Это «никто» – конечно, равняется нумеру на талоне: I-330. Милая, чудесная Ю! Вы, конечно, правы: я – неблагоразумен, я – болен, у меня – душа, я – микроб. Но разве цветение – не болезнь? Разве не больно, когда лопается почка? И не думаете ли вы, что сперматозоид – страшнейший из микробов?

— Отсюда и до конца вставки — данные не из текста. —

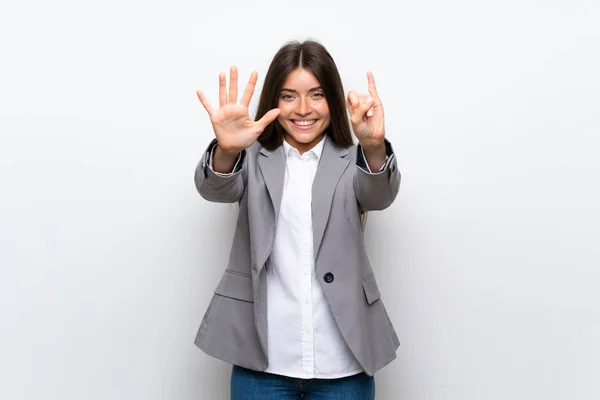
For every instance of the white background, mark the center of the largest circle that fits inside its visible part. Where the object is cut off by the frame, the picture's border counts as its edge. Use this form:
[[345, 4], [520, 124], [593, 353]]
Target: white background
[[488, 261]]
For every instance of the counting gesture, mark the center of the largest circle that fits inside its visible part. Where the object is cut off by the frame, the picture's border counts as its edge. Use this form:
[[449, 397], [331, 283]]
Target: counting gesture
[[234, 129], [366, 115]]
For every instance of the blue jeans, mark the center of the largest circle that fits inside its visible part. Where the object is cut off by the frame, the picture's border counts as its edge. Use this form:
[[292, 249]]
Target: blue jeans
[[255, 385]]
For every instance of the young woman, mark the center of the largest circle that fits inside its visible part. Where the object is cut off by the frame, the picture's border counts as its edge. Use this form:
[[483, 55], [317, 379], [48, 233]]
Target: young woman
[[297, 311]]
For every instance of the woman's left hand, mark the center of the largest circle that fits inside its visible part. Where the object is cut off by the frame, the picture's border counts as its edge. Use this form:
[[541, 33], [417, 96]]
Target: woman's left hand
[[366, 116]]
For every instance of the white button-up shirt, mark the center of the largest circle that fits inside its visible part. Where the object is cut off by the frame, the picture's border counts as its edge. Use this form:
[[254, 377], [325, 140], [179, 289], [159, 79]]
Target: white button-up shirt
[[303, 338]]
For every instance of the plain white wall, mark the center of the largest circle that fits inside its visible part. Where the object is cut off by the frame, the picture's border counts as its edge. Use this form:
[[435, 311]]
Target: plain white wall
[[488, 260]]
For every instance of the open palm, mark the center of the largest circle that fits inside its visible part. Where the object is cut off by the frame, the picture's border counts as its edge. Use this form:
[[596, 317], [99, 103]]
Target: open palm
[[233, 127]]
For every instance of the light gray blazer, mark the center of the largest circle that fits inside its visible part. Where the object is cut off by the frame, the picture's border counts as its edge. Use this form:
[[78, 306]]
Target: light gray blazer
[[234, 328]]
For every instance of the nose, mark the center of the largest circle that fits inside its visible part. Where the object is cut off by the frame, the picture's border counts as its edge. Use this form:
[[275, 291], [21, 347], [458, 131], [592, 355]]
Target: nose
[[303, 106]]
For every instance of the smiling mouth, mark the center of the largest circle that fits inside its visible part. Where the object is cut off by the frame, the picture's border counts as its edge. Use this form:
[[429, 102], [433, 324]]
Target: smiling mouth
[[304, 122]]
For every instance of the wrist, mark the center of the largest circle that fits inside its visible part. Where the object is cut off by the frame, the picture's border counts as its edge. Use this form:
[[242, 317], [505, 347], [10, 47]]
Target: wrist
[[226, 152], [370, 145]]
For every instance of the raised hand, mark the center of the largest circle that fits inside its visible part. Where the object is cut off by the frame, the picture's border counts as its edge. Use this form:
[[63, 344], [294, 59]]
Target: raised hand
[[233, 127], [366, 115]]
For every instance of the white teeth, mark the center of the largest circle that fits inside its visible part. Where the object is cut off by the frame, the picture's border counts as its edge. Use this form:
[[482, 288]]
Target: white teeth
[[305, 123]]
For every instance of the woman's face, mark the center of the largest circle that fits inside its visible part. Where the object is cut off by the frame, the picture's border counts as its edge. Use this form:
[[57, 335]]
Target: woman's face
[[304, 111]]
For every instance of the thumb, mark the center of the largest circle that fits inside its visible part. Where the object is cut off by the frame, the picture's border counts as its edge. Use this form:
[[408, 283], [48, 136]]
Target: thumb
[[268, 118]]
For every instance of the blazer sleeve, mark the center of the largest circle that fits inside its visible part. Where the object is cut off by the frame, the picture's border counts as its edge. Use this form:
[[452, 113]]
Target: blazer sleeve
[[376, 191], [220, 188]]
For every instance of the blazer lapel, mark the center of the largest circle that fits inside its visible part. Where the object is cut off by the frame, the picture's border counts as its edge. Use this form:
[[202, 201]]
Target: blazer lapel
[[331, 167], [272, 166]]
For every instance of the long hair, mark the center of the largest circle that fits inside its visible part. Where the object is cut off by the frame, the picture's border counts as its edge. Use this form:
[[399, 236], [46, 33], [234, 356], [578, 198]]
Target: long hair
[[314, 57]]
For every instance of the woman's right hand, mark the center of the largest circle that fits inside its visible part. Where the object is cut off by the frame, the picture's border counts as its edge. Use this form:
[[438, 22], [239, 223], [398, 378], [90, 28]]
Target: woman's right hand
[[234, 129]]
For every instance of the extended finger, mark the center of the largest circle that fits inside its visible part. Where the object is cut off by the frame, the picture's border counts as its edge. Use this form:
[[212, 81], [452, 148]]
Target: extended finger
[[207, 106], [249, 91], [222, 90], [233, 84], [353, 101], [267, 118], [372, 87]]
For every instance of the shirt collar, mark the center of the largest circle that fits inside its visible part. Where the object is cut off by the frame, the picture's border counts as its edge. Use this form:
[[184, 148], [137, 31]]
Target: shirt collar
[[317, 150]]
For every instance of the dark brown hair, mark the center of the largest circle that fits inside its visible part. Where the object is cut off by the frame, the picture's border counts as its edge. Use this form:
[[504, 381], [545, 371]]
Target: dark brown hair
[[312, 56]]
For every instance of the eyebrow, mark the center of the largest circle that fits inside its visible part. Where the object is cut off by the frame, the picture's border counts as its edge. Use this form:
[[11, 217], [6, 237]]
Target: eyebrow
[[295, 91]]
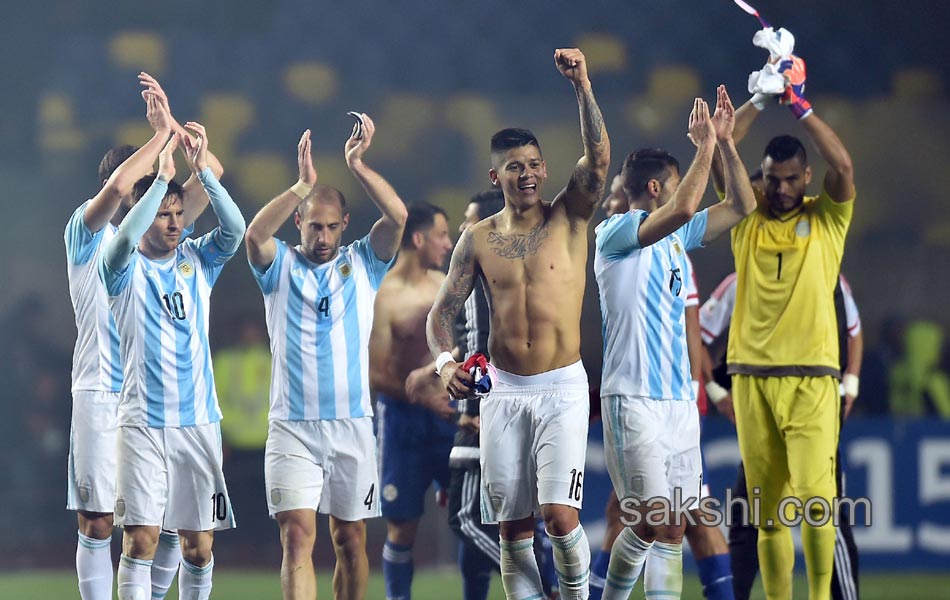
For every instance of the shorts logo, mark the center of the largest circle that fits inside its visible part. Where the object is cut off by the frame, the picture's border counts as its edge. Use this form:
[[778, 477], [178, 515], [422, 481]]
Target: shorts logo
[[802, 228], [186, 268], [390, 492]]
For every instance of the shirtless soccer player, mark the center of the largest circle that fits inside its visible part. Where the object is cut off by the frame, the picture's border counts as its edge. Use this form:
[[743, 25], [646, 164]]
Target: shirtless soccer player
[[415, 432], [534, 423]]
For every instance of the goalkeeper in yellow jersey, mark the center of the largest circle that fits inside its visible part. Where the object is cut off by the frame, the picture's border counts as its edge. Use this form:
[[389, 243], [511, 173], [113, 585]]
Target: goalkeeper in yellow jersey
[[783, 345]]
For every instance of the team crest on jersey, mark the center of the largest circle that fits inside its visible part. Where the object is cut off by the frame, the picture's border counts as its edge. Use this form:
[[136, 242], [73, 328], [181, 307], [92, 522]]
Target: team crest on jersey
[[802, 228], [186, 268]]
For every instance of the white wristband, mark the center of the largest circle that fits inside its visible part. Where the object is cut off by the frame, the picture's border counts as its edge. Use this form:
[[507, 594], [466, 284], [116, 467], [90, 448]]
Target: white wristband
[[715, 392], [441, 360], [760, 101], [301, 189], [849, 383]]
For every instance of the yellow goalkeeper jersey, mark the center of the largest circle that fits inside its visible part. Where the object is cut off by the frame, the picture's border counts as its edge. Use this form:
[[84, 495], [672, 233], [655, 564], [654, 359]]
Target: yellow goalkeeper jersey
[[784, 320]]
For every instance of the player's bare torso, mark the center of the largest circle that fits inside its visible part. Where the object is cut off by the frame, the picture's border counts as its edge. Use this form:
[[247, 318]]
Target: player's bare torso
[[534, 275]]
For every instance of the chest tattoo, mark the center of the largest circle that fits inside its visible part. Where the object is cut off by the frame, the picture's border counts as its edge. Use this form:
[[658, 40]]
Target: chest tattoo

Я – наверху, у себя в комнате. В широко раскрытой чашечке кресла I. Я на полу, обнял ее ноги, моя голова у ней на коленях, мы молчим. Тишина, пульс… и так: я – кристалл, и я растворяюсь в ней, в I. Я совершенно ясно чувствую, как тают, тают ограничивающие меня в пространстве шлифованные грани – я исчезаю, растворяюсь в ее коленях, в ней, я становлюсь все меньше – и одновременно все шире, все больше, все необъятней. Потому что она – это не она, а вселенная. А вот на секунду я и это пронизанное радостью кресло возле кровати – мы одно: и великолепно улыбающаяся старуха у дверей Древнего Дома, и дикие дебри за Зеленой Стеной, и какие-то серебряные на черном развалины, дремлющие, как старуха, и где-то, невероятно далеко, сейчас хлопнувшая дверь – это все во мне, вместе со мною, слушает удары пульса и несется сквозь блаженную секунду… В нелепых, спутанных, затопленных словах я пытаюсь рассказать ей, что я – кристалл, и потому во мне – дверь, и потому я чувствую, как счастливо кресло. Но выходит такая бессмыслица, что я останавливаюсь, мне просто стыдно: я – и вдруг…

– Милая I, прости меня! Я совершенно не понимаю: я говорю такие глупости…

– Отчего же ты думаешь, что глупость – это не хорошо? Если бы человеческую глупость холили и воспитывали веками, так же, как ум, может быть, из нее получилось бы нечто необычайно драгоценное.